Goodpasture
Well-known member
This is a portion of a conversation on another forum I visit. The original post was about getting a drivers license in New York.....that, in itself is a nightmare. Thin White Duke is an engineer for the music industry. His body of work includes stuff by T-Rex, Rod Stewart, Bob Dylan, etc. For years he has been a free lance contractor....the quintessential American. Carved his own niche market and made it pay very well. Over the last few years he has programmed the effects and stunts for the Blue Man Group's show in Las Vegas, done the show programming for new cruise line ships, etc. Very talented and in demand person. Works hard, makes good money, pays his taxes, etc. But he is in his late 50's early 60's. Just the kind of guy that the profit oriented health care industry does not want on their books.
Thin White Duke said:coffeesucker said:This has got to be one of the most egregious examples of bureaucracy gone bad that I have ever heard. Ever.
Oh that's nothing.
Try dealing with an HMO when you're self employed (not on a group plan) when you've got a spouse with a chronic disease. They'll try every trick in the book to cancel your coverage. The most common ploy was to raise the premium by 20 cents, not mail a premium notice, then try to cancel us for not paying the entire premium. I don't know how many times we had to hire a courier to deliver a dollar to Oxfords Chicago office to make a deadline. Those guys would laugh at us over the phone when they thought they'd pranged us. Every time we paid a premium one of us would have to spend an hour on the phone tracking down someone who could tell us exactly what our premium was down to the penny before we'd send payment. They got wise to that and started raising the rates by a few cents the day before payment was due, so then we had to have someone fax us a signed premium quote before every payment.

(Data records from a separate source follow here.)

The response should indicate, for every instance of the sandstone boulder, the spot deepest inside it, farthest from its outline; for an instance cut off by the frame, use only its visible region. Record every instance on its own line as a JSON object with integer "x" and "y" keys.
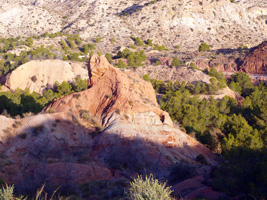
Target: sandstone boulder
{"x": 113, "y": 130}
{"x": 40, "y": 75}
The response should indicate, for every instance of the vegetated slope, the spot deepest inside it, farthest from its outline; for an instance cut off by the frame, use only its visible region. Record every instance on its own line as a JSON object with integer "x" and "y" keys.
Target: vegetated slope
{"x": 187, "y": 75}
{"x": 186, "y": 23}
{"x": 180, "y": 74}
{"x": 111, "y": 131}
{"x": 40, "y": 75}
{"x": 256, "y": 61}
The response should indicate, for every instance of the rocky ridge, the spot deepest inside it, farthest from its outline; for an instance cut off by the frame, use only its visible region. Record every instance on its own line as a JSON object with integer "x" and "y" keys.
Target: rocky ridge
{"x": 256, "y": 61}
{"x": 41, "y": 75}
{"x": 185, "y": 23}
{"x": 111, "y": 131}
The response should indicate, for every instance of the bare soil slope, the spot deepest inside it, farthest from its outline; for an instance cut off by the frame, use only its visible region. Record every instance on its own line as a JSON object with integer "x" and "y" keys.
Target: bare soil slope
{"x": 112, "y": 131}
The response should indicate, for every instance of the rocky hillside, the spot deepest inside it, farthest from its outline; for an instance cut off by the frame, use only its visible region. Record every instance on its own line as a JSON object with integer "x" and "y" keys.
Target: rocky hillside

At one point they discovered our fax was down and that my wife was paying a local copy center $1 a page to receive their fax, so they faxed her an 80 page document along with the quote. They thought that was really funny. Whoops! Ha ha ha!

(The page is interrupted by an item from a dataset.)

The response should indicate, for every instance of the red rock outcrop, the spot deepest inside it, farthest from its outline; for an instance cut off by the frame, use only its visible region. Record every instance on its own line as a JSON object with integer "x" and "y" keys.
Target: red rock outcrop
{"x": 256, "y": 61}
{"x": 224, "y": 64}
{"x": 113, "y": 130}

We're going through the same thing now to get COBRA coverage so we don't have a 63 day insurance gap (after which time they can prang us for 'pre-existing condition'). Unicare has 'never received' six checks we've sent to them over the past month. Yesterday we had a friend in Chicago hand deliver 8 $100 bills to them with a private investigator witnessing and photographing the transaction. I'm sure they've got a team of experts working on a way to get around that one. Hopefully my wife will be able to finally refill her meds this week.